Ancient super-grain, complete amino acid package, and the only grain with an adorable tail. Over the last several years, quinoa’s quietly made its way from the health food section to the (increasingly) well-stocked pantry of modern, health-conscious kitchens. And there’s good reason. Ancient Incans were eating quinoa centuries ago, riding high on its loads of protein and fiber.
Modern consumption still veers toward healthy, but cooks are finding all sorts of ways to take advantage of quinoa’s chewy texture and subtle nuttiness. Of course, quinoa requires some love before you get that textural or nutritional payload. Most recipes call for a repeated rinsing, and cooking methods can vary. Martha Rose Shulman recommends boiling it like pasta, while other recipes call for a minimal amount of liquid and some quick absorption time.
But before you completely stock your pantry, check out recent coverage of quinoa controversy. It seems quinoa’s popularity as a health staple has actually driven prices up, making it too expensive for the Peruvian populations that farm it. So for our purposes, let’s assume any of these 5 quinoa recipes are part of a well-diversified diet.
Quinoa image via Shutterstock
Okay, we’re actually going to recommend cheating here. Unless you can get your hands on fresh hearts of palm, we think it’s okay to go for canned (though some say jarred are better). It’s up to you. Epicurious, of course, errs on the side of fresh. Whatever you use, it’ll have the soft, delicately nutty backdrop of quinoa, so it will taste pretty good either way.
Quinoa might be the super grain, but that doesn’t mean every quinoa recipe has to veer towards Puritanically healthy.
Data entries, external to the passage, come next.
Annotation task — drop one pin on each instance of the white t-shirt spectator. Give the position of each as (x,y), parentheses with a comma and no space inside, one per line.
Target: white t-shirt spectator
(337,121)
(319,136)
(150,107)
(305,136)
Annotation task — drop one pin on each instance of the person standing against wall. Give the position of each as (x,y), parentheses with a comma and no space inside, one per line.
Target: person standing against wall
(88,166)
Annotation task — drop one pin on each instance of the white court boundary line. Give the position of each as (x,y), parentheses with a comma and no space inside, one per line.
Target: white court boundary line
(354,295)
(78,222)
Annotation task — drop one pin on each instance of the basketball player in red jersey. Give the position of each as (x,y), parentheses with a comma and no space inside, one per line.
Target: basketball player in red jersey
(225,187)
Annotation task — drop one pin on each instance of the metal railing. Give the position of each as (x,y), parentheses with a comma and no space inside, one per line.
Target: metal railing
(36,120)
This recipe grafts the smoke and fat of (quality) bacon onto tender, toothsome quinoa. Using stock and cooking the quinoa directly in the rendered bacon guarantees a flavorful dish (freshly toasted almonds and fresh herbs seal the deal).
Quinoa isn’t all salad and pilaf. Here it takes on the awesome power of the croquette. Mashed (microwaved) potatoes lend a hand, binding the quinoa into tender patties, ever-so-slightly enriched with cheese and coated in crunchy panko breadcrumbs before going for a light pan fry with the oil of your choice. Jalapeno and chives keep it lively, and quinoa keeps it interesting.
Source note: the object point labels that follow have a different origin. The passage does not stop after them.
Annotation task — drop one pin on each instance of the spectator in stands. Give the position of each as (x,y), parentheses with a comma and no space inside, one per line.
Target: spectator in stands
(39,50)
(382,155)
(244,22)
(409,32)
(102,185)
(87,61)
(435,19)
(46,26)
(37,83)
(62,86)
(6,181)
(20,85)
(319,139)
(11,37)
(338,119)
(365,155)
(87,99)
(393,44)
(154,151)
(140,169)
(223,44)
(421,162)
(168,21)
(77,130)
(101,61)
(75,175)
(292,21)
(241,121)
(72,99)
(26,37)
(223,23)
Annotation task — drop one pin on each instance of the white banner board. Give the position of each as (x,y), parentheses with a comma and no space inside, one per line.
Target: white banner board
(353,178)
This time quinoa takes center stage, bound with eggs around fresh chives, gruyere (or parmesan), minced onion and sea salt, coated in whole grain bread crumbs. A great option if you end up with a quantity of unused quinoa, and surprisingly versatile (the author adds various chopped veggies to the patties, though she prefers them plain). Experiment with different cheeses and add-ins of your own.
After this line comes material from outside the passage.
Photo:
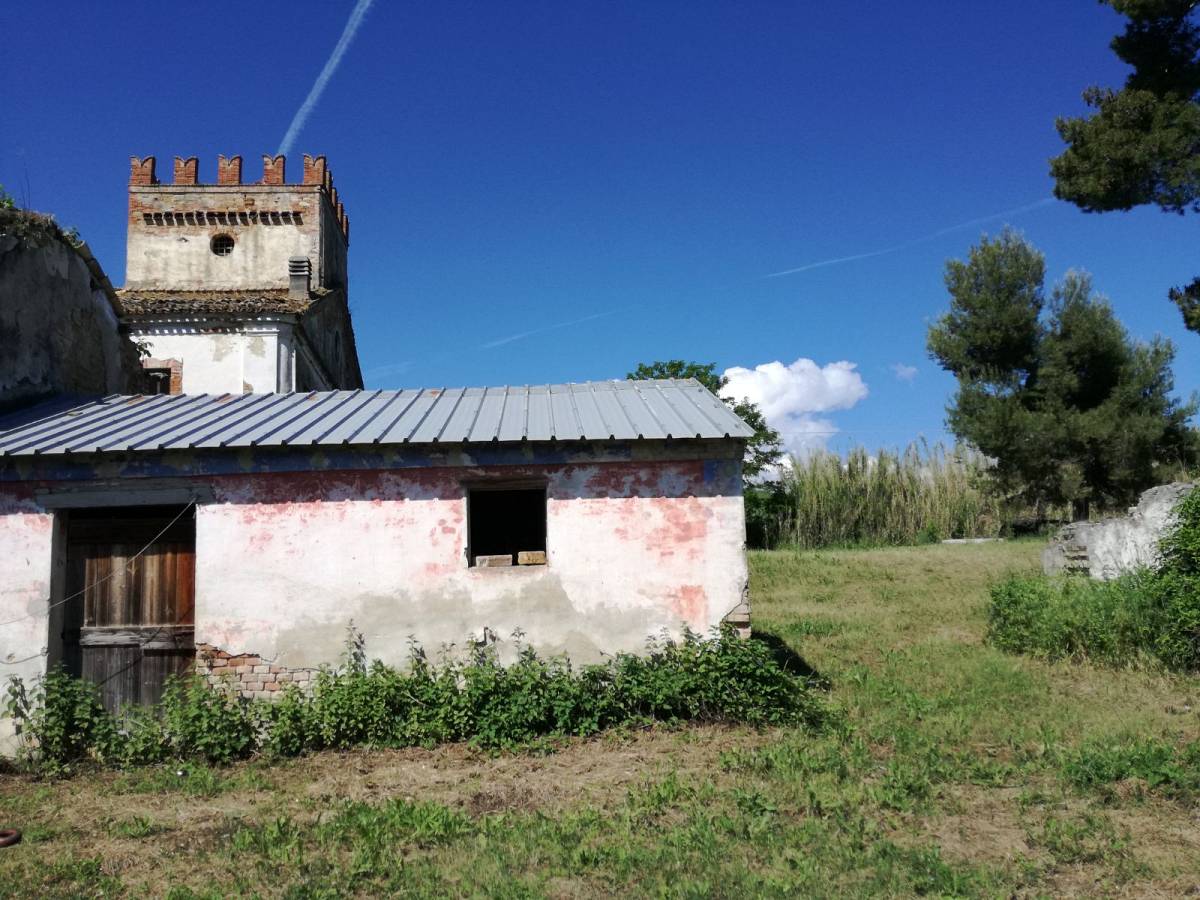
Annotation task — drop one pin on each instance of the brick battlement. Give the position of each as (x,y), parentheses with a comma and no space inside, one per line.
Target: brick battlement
(229,171)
If you’re not a fan of the bulghur of traditional tabbouleh (or you just don’t have any on hand), we’ve found a few recipes that sub in quinoa. It makes sense—quinoa has some of that nuttiness and textural chew, and it can stand up to the loads of fresh parsley and mint, not to mention garlic and lemon, of a good tabbouleh. Ideal for warmer weather, this is one to look forward to summer with.